The Gurdwara, Kartarpur sahib
Gurdwara Kartarpur Sahib is located in town by the same name Kartarpur (Ravi) in Pakistan. The nearest town on the Indian side of the border is Dera Baba Nanak [1Km. from Border] in the district of Gurdaspur. The shrine is located about 3 kms from the Indo-Pakistan border.
The original abode established by Guru Nanak was washed away by floods of the river Ravi and the present Gurudwara was established by Maharaja Ranjit Singh. Recently, there has been lobbying to open the corridor for Sikhs from India to visit the shrine without any hindrance or visa. It lies only 3km from the border.
When Guru Nanak departed for his heavenly abode, Hindus and Muslims disagreed on how to perform the last rites. The Hindus as per their tradition wanted to carry out a cremation while the Muslims wanted to carry out a burial. A samadh (Hindu tradition) lies in the Gurdwara and a grave (according to Muslim traditions) lies on the premises as a reminder of this discord.
The gurdwara is located next to a small village named Kothay Pind (village) on the West bank of the Ravi River in Punjab, Pakistan. The Gurudwara at Kartarpur can be seen from another Gurudwara located across the border at the historical town of Dera Baba Nanak in India (It is not Daara, as so many people wrongly call it. Dehra is derived from the word Deh or body). Both sites are one of the holiest places in Sikhism located in the Majha region.
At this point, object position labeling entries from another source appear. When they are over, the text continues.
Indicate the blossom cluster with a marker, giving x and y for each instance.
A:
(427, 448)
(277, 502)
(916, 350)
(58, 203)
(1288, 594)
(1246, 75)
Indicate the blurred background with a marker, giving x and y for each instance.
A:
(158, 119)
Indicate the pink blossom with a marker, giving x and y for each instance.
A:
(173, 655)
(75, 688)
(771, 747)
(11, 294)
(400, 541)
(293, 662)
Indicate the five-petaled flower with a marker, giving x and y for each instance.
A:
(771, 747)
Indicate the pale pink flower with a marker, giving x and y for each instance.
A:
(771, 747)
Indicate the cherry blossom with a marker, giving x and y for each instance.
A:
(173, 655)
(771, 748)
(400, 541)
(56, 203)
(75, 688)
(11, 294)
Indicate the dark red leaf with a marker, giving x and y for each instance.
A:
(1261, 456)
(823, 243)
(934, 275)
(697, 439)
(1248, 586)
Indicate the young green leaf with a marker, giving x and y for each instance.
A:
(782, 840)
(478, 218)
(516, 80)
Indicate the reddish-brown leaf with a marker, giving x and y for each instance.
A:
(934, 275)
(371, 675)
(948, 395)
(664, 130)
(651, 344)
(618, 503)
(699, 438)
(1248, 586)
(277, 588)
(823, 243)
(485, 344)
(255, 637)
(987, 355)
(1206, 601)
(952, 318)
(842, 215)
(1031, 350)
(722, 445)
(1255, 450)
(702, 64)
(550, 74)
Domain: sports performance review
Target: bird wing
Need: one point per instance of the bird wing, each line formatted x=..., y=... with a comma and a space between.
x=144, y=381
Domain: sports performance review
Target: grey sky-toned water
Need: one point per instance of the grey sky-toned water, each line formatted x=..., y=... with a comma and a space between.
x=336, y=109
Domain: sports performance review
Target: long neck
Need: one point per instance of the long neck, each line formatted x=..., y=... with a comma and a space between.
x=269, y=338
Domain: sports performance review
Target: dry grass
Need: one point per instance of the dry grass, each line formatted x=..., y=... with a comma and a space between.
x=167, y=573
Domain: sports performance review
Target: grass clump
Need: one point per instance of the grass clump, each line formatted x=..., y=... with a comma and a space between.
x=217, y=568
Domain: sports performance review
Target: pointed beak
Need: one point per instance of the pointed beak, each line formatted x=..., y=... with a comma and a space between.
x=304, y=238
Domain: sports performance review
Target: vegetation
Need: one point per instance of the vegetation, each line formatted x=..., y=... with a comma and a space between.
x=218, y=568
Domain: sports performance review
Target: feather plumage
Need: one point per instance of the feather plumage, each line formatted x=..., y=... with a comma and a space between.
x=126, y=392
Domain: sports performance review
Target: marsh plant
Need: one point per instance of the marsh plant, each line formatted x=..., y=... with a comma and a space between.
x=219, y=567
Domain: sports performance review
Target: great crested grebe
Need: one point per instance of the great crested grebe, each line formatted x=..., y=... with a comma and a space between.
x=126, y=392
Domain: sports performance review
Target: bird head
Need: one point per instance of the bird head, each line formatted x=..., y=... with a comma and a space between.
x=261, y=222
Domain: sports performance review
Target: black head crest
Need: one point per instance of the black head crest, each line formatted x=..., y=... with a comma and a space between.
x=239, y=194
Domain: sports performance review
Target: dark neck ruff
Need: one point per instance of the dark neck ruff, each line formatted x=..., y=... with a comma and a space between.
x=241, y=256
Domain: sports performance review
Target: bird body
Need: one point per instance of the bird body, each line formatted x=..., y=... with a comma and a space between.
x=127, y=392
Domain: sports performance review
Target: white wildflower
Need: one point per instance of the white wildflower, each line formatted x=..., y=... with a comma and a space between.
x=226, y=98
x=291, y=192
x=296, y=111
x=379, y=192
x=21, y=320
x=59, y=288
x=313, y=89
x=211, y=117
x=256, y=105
Recently, there has been lobbying to open the corridor for Sikhs from India to visit the shrine without any hindrance or visa. It lies only 3 km from the border.
LIFE AT KARTARPUR (extract from Sarjit Singh Bal, “Life of Guru Nanak”, Punjab University Punjab, 1969)
At Kartarpur, Guru Nanak gave a distinct pattern of life to those who had chosen to reside at Kartarpur. This pattern consisted of threefold activity to which all the residents of Kartarpur had to conform.
In the first place, under the Guru’s watchful eye, they would offer a regular, disciplined devotion to the Almighty. They would be required to do this not only as individuals but also in their corporate capacity. They were required, like the Guru, to arise early in the morning and devote the ‘ambrosial hour’ to meditation upon the divine Name.”
They would then participate in the morning kirtan conducted by the minstrel in the presence of, the Guru. The attendance, at this kirtan would be compulsory for all. The kirtan would be followed by regular instructions imparted by the Guru to constitute the second pattern in Kartarpur life. Such instructions would occasionally be given to individual followers but more often they were given to the regular gathering of the disciples. In these instructions, the Guru would emphasize the greatness of God, His gracious self-revelation when truth and virtue decayed and the paramount necessity of meditation on the divine Name. The Guru would necessarily also expose as essentially futile the adherence to external forms. He would do this sometimes by means of gentle irony but at other times by direct denial of their efficacy. He also ‘admonished very often who placed their confidence in the status conferred by caste or by wealth and roundly condemned anyone who descended to religious hypocrisy.
The third feature of the Kartarpur pattern of life would be the regular daily labour. Guru Nanak had by now completely rejected asceticism, and as a necessary corollary to the disciplined worldliness that he preached, insisted that each of his disciples should live on what he had himself labouted to earn. The Guru and his family themselves acted thus and so none at Kartarpur would be allowed to become an exception.